LONG ISLAND CHEESE PUMPKIN (Cucurbita moschata) is an American heirloom from the New York / New Jersey area named for its resemblance to a wheel of cheese. Sometimes sold as a winter squash, deflecting the pumpkin interest, it was offered in American seed catalogues dating back to the early 1800s as the best pie pumpkin you can eat, with high sugar levels and bright orange flesh that is rich in beta carotene and nutrients. Cheese pumpkins are one of the oldest squashes to be domesticated. The slightly flattened buff-colored fruits are 6-10 pounds with deep-orange flesh that makes a knockout PUMPKIN BUTTER (see below). Good keeper. 90-100 days. 10 seeds.
ABOUT PUMPKIN: Most pumpkins fall into the category of Cucurbita pepo (jack-o-lantern types). Many large fruited types are Cucurbita maxima and are irregular in size and shape. Other pie pumpkins are Cucurbita moschata and excellent for processing. If you are saving seeds, do not grow hybrids and do not grow more than one variety of the three types or cross-pollination can occur. Soil should be well-drained with a pH of 6.0-6.5 and at least 60 degrees. Seeds will rot otherwise. Plant in hills, which will also help warm the soil. Plant 6-8 seeds per 2' hill 1" deep and gently tamp soil. Do not over-fertilize with nitrogen as this will encourage vine growth instead of fruit but do provide plenty of rich compost. Because they have deep roots, water one inch per week and allow it to soak deeply into the soil. Water in the morning, so leaves dry by evening. The first flowers that appear will be male, whose function it is to provide pollen for bees who then pollinate the female plants. The male flowers simply drop off (gather them up quickly and batter them up for a tasty treat). The female flowers will be swollen at their base. If they appear before the males, they will not go to fruition.
PUMPKIN SEEDS are a nutritious snack! Just clean and gently roast with a little light oil and salt or eat raw (many prefer this way). Subtly sweet and nutty with a malleable, chewy texture, the roasted seeds from inside your Halloween pumpkin are one of the most nutritious and flavorful seeds around. While pumpkin seeds are available year round, they are the freshest in the fall when pumpkins are in season. The healing properties of pumpkin seeds have recently been investigated with respect to osteoporosis, bladder function, arthritis, prostate health, kidney stones, cancer and depression. They lower cholesterol, are anti-inflammatory and a rich source of minerals, protein and mono-unsaturated fat. Snack on a quarter-cup of pumpkin seeds and you will receive 46.1% of the daily value for magnesium, 28.7% of the DV for iron, 52.0% of the DV for manganese, 24.0% of the DV for copper, 16.9% of the DV for protein, and 17.1% of the DV for zinc.

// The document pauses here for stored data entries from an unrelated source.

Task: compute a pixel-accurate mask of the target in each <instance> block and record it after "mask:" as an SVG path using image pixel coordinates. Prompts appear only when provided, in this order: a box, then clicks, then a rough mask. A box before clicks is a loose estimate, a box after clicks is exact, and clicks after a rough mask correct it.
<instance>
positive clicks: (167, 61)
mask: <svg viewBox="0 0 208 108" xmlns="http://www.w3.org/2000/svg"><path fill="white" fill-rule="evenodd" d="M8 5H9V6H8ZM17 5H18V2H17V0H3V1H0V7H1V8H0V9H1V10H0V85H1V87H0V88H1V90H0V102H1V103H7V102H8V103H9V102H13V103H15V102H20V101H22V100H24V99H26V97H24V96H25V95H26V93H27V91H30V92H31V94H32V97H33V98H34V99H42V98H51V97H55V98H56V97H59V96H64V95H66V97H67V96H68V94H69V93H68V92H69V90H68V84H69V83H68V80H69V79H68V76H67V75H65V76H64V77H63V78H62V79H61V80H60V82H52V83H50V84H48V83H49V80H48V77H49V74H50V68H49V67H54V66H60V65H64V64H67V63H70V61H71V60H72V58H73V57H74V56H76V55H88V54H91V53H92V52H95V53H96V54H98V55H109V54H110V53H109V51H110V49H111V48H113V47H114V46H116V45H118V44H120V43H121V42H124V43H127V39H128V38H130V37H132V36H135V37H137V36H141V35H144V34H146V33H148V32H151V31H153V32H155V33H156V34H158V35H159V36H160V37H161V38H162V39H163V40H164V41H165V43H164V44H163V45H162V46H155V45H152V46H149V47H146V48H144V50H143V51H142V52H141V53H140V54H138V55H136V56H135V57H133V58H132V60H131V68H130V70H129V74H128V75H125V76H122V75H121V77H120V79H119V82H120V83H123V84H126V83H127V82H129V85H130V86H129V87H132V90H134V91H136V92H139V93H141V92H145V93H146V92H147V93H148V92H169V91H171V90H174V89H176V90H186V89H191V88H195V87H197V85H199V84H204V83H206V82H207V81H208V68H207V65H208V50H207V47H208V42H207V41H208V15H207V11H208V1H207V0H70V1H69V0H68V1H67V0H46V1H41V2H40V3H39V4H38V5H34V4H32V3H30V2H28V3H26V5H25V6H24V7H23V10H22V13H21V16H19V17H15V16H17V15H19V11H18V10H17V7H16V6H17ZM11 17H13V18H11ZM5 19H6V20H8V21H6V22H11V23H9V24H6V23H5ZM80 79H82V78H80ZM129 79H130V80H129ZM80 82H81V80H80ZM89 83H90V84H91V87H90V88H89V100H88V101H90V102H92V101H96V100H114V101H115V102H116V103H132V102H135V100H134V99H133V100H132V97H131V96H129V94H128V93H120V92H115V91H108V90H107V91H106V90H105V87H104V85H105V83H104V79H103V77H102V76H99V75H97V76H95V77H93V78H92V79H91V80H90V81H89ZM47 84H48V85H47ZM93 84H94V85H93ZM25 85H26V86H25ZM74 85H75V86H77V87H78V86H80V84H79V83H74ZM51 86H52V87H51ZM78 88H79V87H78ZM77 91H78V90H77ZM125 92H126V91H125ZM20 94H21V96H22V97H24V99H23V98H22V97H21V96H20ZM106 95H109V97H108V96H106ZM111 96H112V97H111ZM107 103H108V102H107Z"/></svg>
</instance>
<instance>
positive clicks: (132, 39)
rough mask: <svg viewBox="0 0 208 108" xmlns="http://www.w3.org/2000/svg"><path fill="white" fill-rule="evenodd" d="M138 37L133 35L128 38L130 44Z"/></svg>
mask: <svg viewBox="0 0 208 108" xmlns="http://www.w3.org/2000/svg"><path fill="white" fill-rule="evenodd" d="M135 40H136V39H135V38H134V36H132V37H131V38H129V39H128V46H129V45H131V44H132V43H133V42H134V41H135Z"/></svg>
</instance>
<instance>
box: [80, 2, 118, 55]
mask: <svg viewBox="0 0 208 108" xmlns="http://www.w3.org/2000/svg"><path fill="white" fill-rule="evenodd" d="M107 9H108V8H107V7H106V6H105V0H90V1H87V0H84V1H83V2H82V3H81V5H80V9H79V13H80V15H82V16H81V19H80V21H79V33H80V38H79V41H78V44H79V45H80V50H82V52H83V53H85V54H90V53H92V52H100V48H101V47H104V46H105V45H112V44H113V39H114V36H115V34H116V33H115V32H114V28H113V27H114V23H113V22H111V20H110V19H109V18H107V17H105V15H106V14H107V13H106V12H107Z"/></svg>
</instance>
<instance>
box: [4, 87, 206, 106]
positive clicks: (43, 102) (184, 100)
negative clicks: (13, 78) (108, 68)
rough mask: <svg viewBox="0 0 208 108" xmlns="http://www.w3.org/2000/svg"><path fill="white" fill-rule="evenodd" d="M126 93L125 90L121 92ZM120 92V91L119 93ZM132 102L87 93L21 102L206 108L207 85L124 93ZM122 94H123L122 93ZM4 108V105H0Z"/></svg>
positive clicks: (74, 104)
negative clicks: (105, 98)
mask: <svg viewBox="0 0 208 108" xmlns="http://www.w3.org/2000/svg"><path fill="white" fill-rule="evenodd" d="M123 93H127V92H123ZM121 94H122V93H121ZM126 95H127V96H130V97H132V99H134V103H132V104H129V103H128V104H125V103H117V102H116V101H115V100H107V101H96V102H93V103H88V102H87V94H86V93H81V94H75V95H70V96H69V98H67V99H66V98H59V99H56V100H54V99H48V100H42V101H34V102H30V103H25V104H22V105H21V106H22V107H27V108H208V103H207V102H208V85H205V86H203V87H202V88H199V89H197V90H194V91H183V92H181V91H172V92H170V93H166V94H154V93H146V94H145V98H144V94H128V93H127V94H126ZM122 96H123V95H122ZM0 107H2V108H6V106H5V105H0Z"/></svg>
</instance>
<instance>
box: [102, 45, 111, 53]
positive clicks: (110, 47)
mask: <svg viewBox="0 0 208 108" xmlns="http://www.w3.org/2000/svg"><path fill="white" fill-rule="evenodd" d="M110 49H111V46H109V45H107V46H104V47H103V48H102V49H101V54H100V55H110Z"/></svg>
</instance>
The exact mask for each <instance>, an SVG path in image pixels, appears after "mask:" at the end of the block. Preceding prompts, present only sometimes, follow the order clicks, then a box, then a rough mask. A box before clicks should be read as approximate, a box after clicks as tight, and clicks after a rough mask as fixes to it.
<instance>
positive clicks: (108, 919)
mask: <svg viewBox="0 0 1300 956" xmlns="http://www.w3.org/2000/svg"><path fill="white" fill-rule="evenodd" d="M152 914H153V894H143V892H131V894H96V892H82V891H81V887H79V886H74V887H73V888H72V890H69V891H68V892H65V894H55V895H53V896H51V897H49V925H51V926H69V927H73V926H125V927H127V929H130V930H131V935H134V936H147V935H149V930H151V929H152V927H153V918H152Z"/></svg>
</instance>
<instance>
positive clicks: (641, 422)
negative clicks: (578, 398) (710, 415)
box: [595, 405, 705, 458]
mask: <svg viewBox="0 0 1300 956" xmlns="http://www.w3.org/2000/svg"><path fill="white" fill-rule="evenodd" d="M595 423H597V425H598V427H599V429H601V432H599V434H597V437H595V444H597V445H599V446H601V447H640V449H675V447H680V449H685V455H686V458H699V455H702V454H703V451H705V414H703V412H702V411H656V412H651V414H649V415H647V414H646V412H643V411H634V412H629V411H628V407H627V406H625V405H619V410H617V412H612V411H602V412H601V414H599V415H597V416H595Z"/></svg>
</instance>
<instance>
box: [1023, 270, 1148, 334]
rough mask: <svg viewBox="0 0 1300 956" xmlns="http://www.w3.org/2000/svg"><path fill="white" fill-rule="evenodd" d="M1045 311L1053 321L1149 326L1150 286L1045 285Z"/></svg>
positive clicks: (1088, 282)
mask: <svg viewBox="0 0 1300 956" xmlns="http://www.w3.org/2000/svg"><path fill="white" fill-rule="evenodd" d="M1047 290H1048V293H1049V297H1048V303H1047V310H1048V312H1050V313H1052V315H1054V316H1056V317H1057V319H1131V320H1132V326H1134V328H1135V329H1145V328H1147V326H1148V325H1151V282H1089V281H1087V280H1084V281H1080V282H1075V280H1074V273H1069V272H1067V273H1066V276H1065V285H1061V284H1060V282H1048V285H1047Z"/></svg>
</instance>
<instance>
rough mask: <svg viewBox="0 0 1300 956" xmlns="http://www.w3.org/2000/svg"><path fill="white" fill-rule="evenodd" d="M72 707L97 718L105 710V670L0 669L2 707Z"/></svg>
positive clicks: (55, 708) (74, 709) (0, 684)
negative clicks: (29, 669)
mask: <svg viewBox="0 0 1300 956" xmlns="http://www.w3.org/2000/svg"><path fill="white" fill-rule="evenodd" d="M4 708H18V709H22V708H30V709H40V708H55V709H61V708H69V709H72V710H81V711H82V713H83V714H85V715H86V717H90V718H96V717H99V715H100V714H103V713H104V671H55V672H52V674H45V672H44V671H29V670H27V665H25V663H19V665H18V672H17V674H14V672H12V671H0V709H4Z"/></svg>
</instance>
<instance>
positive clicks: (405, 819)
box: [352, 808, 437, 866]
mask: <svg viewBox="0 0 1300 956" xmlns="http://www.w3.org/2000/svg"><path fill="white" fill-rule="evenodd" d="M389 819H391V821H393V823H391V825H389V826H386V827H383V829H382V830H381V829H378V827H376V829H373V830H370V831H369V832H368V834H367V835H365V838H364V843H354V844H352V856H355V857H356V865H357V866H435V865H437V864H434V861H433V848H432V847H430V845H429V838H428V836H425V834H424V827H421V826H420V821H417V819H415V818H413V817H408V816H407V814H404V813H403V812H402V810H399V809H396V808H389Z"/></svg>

PUMPKIN BUTTER RECIPE: This recipe works with any pumpkin, adjusting for the moisture content of the pumpkin. It is basic -- you can play with it and add your own culinary artistry. Slice and de-seed (saving the seeds) your pumpkin(s) and brush with a butter that has been infused with herbs and spices (suggested spices are fresh ground nutmeg, cinnamon, clove, anise, basil, lemon balm, etc.) and bake 30 min to 1 hr at 350 degrees until a fork slips in and out easily. Remove and allow to cool. Scoop out the pumpkin flesh and combine in your blender or food processor with proportional amounts based on amount of pumpkin: grated fresh ginger, raw honey, apple cider and puree. (Chopped dried apricots make another excellent addition). Cook in saucepan, slowly, until reaching the desired "butter" stage where it sheets when a teaspoonful is placed on waxed paper. It is ready to process into jars for gifts and/or your own harvest table. Enjoy!